The moral test for Kant: Universalize the statement and see if the maxim negates itself (this is the categorical imperative.)

For example:

To make one man happy as a goal is OK.

To make all men happy as a goal is not possible.

Therefore, this cannot be a moral maxim.

According to Kant, humans know freedom through experiencing moral law as duty, rational necessity:

"thou ought" implies "thou canst"

The moral law allows us to know ourselves to be free.

This fundamental law of pure practical reason is the Categorical Imperative:

"So act that the maxim of" your will could always hold at the same time as a principle establishing universal law."

This imperative is categorical because it is unconditioned, e.g. it is universal not grounded in particulars.

It is imperative because it is experienced as DUTY, as an inner compulsion provided by reason

This is a philosophical statement of the golden rule.

- This is an extension of the maxim of self love to include the happiness of others.

- Freedom's objectiveness is perceived through reason's practical operation (rather than theoretical).

- Reason: every moral postulate is objective and rational, cognitive (we only know it through experiencing it).

What is Enlightenment? published

Kant states that immaturity is the condition of not using one's own reason.

He defines a crucial distinction (which is later picked up by Romantics):

The German word verstand means use of reason, understanding, intelligence.

The connotation is more human.

The German word vernumft means REASON

The connotation is more abstract.

REASON

Enlightenment is embodied in nature things, it is waiting to be discovered, it is objectively there (see Plato and Idealism).
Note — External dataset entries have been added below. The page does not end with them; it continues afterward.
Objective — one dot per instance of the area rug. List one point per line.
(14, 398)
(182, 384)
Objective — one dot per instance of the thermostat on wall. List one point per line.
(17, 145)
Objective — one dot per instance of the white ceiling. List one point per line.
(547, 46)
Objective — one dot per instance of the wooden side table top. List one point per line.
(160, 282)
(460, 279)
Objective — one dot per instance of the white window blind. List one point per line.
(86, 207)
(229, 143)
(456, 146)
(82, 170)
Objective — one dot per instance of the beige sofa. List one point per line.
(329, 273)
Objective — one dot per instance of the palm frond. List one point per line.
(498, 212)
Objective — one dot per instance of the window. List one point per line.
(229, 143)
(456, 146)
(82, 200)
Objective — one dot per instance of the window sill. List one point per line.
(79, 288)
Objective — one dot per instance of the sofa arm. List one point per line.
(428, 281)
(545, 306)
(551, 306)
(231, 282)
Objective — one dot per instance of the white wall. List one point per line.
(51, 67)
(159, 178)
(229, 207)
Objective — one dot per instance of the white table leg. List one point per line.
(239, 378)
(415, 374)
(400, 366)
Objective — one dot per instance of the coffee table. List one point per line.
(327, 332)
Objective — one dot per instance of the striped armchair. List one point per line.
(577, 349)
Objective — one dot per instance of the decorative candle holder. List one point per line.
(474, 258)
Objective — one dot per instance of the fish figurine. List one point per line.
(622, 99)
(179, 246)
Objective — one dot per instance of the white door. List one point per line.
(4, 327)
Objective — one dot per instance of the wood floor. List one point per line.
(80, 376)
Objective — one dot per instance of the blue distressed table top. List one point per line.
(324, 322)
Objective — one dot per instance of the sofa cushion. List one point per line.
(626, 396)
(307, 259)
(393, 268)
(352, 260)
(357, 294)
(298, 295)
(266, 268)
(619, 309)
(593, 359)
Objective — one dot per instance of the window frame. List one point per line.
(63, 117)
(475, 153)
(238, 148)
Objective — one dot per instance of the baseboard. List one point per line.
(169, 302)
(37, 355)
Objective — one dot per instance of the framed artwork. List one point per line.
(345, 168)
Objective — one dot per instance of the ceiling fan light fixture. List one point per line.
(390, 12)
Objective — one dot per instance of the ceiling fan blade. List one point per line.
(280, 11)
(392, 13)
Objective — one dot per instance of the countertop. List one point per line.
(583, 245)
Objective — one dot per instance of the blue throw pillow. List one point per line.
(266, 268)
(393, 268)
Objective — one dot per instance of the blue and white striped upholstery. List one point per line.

It exists a priori (prior to human experience).

For Kant, reason is used in a functional sense; it is the activity and process of knowing (Kant focuses on the use of reason, the function of the human mind and not of an individual entity.)

The person who thinks is the center of reality; cause and effect is located in humans - the individual becomes the center of thought (not the object of thought as the center).

The categories of understanding impose structure on reality. Humans are defined by reason and use of reason [as compared with Hume's subjectivism and skepticism].

FOR KANT, THE ONLY PRECONDITION FOR REASON IS FREEDOM - really, reason is a part of Kant's definition of freedom - free use of reason is implicit in his definition.

For the Philosphes , freedom was not a necessary condition of enlightenment. The Philosphes believed that an enlightened despot could reform society.

For Kant, the use of reason cannot be promulgated by an Enlightened despot, society must have freedom.

Both free thought and speech in the public forum are required for society to be free.

[This is a reversal of our public private notion; right to privacy.]

Kant does not see Enlightenment as a revolutionary process; he recognizes that both

political revolution: can change leaders and

social revolution: chance of structure.

Even if both occur, there could not be a revolution because the state of mind may not be reformed.
For Kant, TRUE REVOLUTION is intellectual revolution (what we now call a change in paradigm).